Tuesday, April 5, 2011

Part 4: Cradle Songs and Distant Melodies,Whiskey in the Jar

Cradle Songs and Distant Melodies
Part 4: Whiskey in the Jar

Any customer of Period Pilots (serving the needs of the Time Travel Community since A.D. 476) knows that the best way to help answer the commonly-asked question, “Where do you come from?”,  is to step a little farther back in time.

As I’ve said previously, in this journal, my background isn’t only dependent on my bloodline. It’s a collage of experiences from all the people who have influenced me and mine. Some of those folk came from within the family circle and others, just as importantly if not more so, stood outside of it. Because of this, my cultural background includes Henry and Stan in the 1980’s. It includes a Midwestern librarian and farm folk in the 1930’s. And today, with a little help from an old song, I learned a little more about where I'm from.
* * *
I was singing a tune I’d thought was from times long gone, when I was reminded that some times have never truly vanished. There’s more than one way to be carried along back through time, and there’s nothing like a song sung in the right mood to take you there. This one carried me along to one more of the places it appears I’m from.

As I was going over the far flung Kerry mountains

I met with Captain Farrell
And his money he was countin’.
I first produced me pistol,
And I then produced my rapier.

Sayin’ stand and deliver…..

I was humming the old melody to “Whiskey in the Jar” as I trotted along a little hiking path through Edgewood Park. The original song, celebrating the prediciment of the ‘oft times admired highwayman, was widely sung in the Ireland of past times, and continues, I’ve been told, to be a pub favorite today.

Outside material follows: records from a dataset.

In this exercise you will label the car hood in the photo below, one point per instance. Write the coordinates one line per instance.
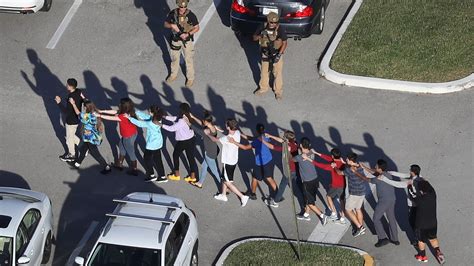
(277, 2)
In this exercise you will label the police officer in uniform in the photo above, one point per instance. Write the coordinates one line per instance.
(273, 41)
(183, 24)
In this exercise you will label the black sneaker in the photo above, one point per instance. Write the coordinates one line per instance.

If you give me the once over you’ll be pretty sure that many of my ancestors must have graced those emerald shores. The land of √Čire didn’t provide enough in the way of sustenance however, so they lit out for Ameriky as soon as they could find the passage money. For all I know, they may have collected the guineas and shillings they needed for that, from the pockets of the passengers they stopped when they held up coaches on the toby roads of the Emerald Isle.

When the path headed downhill into a heavily forested hollow in the terrain, I began to sing that song, I’d learned a long time back. I learned it so long ago that, in fact, I don’t remember having been taught to sing it. Perhaps it was just born in me, that song.

Maybe it was the intense grassy greenness of the little dell I was passing through at the moment, or perhaps it was that the frolicsome water in the creek below, bubbled up and joined me in the refrain.

Musha ring dumma do damma da 

Whack for the daddy 'ol

Whack for the daddy 'ol

There's whiskey in the jar.
Time travel on a song turns out to be one of the more pleasant methods of transport I’ve found to date. It has a way of pulling you straight into the melody. Before I knew it, I was part of the story of that old ballad. But it was a song somewhat different from the one I’d sung so many times before.
One thing I knew for sure. I wasn’t in Edgewood Park anymore.